I edited it. This is a dark day for pirates.


----------



## amit.tiger12 (Jul 21, 2016)

This is very bad.
It will be like this, they close one site, 2-3 more site will come up. They can't stop it like Hitler. They should educate people first.


----------



## Desmond (Jul 21, 2016)

From what I see. The feds only try to stop whichever is the most popular torrent site. First they used to target TPB, but now KAT is more popular than TPB, so they went after it.

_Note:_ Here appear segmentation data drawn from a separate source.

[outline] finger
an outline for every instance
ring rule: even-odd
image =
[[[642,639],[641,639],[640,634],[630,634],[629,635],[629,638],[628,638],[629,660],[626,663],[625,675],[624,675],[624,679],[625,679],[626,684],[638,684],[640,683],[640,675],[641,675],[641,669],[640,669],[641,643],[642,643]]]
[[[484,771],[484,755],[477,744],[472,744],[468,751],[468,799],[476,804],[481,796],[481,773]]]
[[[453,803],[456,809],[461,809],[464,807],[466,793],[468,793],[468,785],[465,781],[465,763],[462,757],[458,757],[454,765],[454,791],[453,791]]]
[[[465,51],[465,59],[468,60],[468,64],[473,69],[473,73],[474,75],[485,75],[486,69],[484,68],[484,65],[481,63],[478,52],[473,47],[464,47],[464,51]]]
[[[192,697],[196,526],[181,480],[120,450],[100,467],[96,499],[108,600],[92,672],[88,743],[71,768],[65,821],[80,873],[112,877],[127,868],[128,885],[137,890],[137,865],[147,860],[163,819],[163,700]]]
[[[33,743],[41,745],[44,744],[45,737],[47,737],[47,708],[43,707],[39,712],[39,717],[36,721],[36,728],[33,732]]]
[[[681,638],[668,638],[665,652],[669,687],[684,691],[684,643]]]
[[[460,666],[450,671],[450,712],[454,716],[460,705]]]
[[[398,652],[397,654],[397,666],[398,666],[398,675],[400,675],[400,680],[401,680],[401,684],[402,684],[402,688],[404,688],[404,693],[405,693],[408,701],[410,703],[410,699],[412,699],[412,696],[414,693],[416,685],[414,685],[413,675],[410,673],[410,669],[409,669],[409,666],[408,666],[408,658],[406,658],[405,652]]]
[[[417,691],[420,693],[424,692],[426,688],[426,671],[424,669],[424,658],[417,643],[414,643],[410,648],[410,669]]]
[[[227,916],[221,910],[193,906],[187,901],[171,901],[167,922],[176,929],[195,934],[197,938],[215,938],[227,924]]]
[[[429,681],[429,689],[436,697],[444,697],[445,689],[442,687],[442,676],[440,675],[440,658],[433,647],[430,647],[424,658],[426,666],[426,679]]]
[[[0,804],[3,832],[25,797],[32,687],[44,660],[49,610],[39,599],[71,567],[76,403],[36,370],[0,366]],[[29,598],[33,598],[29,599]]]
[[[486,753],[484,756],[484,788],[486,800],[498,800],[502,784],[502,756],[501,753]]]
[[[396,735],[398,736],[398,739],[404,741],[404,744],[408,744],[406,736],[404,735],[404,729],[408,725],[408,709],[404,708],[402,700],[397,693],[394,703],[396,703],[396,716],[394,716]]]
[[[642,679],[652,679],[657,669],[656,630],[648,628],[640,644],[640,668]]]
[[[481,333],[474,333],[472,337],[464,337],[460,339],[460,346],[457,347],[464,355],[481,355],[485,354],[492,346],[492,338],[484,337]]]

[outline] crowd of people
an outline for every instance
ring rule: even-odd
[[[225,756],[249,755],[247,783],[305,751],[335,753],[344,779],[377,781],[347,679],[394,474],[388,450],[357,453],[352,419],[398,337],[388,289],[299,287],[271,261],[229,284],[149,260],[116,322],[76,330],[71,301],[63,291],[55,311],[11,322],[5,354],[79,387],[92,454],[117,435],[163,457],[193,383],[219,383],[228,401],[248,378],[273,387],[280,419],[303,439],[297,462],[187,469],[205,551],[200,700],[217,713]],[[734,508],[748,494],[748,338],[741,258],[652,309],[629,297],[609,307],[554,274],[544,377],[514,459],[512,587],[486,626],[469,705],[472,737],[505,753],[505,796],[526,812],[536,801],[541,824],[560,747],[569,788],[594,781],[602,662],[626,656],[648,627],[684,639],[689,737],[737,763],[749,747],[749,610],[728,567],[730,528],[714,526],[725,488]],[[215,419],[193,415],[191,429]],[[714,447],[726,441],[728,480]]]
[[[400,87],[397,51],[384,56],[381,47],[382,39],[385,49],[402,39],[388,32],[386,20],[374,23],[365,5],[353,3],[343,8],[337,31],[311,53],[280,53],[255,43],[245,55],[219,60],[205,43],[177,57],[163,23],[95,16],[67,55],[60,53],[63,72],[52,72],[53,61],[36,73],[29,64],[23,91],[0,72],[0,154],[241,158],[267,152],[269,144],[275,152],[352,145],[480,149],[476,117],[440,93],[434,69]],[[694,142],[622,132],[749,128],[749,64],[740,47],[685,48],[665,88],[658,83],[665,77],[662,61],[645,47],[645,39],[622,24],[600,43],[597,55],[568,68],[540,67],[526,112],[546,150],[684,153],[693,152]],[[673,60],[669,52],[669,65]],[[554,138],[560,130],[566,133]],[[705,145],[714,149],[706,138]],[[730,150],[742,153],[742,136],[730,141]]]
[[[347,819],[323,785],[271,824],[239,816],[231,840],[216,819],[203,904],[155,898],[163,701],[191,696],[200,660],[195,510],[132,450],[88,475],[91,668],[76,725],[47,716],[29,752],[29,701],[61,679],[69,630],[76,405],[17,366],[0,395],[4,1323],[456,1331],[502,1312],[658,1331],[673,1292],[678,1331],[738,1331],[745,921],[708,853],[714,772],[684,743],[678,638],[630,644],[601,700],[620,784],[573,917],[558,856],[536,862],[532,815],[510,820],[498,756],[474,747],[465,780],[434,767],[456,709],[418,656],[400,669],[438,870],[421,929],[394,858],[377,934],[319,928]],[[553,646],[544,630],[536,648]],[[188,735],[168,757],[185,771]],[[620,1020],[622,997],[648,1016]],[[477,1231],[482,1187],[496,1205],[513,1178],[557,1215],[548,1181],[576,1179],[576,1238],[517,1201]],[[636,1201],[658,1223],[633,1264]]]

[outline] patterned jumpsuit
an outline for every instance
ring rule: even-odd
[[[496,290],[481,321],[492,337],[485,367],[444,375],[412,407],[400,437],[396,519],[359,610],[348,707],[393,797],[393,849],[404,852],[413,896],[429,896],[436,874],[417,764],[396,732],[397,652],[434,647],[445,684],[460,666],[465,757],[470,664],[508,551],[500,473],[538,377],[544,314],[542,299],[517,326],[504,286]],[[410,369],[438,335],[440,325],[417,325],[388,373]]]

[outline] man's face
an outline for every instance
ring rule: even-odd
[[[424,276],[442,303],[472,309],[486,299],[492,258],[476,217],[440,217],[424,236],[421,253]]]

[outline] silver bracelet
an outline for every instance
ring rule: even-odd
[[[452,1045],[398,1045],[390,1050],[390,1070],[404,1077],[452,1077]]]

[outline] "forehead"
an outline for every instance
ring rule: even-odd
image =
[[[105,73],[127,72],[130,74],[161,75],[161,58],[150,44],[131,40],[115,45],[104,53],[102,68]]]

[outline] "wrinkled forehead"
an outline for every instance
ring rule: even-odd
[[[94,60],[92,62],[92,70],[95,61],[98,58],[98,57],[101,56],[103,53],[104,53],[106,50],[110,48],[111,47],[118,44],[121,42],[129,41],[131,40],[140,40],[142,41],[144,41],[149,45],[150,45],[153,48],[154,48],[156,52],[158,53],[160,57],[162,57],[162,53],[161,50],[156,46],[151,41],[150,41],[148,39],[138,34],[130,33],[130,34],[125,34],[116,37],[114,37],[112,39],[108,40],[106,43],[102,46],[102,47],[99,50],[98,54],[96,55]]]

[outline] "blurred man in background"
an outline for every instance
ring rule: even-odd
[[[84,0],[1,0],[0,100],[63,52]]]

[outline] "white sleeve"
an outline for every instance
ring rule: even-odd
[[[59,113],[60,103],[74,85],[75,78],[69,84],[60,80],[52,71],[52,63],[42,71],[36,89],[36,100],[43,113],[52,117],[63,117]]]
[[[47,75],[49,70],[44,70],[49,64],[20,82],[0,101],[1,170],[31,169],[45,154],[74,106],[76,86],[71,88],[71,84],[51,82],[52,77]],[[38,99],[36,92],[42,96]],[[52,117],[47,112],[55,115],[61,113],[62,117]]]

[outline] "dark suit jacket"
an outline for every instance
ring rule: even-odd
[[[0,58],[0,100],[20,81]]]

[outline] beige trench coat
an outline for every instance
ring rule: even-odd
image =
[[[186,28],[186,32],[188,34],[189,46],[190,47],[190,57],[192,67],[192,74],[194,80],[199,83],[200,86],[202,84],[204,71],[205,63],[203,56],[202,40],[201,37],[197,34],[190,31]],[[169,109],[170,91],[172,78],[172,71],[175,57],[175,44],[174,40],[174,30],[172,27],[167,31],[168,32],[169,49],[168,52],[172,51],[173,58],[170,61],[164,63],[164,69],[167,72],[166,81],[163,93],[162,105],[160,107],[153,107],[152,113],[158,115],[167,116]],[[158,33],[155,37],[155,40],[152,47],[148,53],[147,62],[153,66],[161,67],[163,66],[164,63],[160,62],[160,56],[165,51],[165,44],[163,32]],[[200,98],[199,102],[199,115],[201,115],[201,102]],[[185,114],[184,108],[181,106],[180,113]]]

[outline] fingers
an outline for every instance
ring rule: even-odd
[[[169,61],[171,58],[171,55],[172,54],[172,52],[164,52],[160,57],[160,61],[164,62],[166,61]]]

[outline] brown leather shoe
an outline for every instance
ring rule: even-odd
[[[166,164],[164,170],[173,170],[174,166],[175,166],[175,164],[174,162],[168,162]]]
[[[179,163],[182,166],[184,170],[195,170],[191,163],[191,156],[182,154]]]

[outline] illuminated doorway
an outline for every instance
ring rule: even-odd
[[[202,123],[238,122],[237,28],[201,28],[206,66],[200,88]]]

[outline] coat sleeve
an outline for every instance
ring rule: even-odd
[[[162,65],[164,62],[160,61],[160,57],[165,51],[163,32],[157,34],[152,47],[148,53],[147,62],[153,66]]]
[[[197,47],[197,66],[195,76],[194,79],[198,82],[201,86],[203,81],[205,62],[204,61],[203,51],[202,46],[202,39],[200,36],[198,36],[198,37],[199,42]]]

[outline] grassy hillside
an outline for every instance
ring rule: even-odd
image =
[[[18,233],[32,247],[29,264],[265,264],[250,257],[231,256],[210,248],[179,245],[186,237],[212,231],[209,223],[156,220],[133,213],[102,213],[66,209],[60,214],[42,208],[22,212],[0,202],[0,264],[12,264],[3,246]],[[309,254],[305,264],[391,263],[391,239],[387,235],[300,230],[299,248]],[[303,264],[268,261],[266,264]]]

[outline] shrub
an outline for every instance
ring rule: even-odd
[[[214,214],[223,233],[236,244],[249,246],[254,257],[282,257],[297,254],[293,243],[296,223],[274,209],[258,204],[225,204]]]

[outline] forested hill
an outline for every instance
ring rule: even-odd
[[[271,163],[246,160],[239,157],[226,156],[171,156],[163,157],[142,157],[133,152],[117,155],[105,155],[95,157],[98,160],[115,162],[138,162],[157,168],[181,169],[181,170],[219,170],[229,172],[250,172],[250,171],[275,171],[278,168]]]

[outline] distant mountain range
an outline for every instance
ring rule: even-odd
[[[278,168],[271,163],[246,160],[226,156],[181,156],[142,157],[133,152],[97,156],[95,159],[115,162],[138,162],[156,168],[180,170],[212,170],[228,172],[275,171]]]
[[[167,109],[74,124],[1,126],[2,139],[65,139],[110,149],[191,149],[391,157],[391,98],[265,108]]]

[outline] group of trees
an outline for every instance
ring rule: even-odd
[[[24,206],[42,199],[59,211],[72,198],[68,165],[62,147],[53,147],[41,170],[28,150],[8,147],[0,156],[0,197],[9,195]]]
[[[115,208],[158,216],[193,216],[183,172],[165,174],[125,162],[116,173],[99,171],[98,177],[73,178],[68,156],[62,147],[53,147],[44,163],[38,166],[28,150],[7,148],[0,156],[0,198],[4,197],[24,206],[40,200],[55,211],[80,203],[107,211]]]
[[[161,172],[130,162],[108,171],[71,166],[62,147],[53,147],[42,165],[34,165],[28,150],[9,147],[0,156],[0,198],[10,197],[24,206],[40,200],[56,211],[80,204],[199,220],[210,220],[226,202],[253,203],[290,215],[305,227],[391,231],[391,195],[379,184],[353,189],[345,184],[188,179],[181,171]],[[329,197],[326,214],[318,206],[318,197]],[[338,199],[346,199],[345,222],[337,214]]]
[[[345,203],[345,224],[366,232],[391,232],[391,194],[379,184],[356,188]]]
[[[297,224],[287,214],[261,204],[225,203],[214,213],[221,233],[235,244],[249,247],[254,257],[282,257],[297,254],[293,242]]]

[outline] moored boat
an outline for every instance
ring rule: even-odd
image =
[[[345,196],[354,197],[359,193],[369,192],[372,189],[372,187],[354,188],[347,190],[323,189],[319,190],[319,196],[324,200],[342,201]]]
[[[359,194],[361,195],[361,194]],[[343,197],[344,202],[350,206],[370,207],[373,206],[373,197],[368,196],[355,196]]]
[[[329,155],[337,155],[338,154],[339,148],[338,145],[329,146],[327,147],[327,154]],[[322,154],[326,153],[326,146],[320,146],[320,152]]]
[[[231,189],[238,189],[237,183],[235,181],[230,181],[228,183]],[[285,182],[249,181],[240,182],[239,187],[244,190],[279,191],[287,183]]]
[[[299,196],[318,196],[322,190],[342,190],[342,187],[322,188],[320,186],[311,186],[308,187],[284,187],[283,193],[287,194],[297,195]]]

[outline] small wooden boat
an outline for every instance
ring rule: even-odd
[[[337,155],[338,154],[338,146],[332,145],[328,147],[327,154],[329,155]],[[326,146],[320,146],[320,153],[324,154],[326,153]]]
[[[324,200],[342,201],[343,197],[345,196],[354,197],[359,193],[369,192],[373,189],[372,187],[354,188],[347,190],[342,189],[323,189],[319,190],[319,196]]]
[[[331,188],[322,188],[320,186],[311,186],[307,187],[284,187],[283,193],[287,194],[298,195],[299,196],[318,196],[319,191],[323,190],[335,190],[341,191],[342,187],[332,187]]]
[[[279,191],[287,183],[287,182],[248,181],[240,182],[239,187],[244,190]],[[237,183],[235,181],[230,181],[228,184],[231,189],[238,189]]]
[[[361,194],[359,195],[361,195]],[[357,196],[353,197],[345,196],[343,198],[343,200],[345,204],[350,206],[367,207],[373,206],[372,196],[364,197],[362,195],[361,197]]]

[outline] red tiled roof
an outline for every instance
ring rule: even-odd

I think the lesser or private trackers are safe, for now.


----------



## Cyberghost (Jul 21, 2016)

So Apple refuses to unlock a terrorist's phone but gladly gave away the icloud details of the owner of kickass torrents to aid his arrest :dead_NF:


----------



## Zangetsu (Jul 21, 2016)

many torrent sites have gone down in the past (btjunkie etc) and now Kickass..which is mostly people use.


----------



## Nerevarine (Jul 21, 2016)

alienempire said:


> So Apple refuses to unlock a terrorist's phone but gladly gave away the icloud details of the owner of kickass torrents to aid his arrest :dead_NF:



another reason to avoid iphone lel


----------



## amit.tiger12 (Jul 21, 2016)

alienempire said:


> So Apple refuses to unlock a terrorist's phone but gladly gave away the icloud details of the owner of kickass torrents to aid his arrest :dead_NF:


Very good point


----------



## amit.tiger12 (Jul 21, 2016)

Zangetsu said:


> many torrent sites have gone down in the past (btjunkie etc) and now Kickass..which is mostly people use.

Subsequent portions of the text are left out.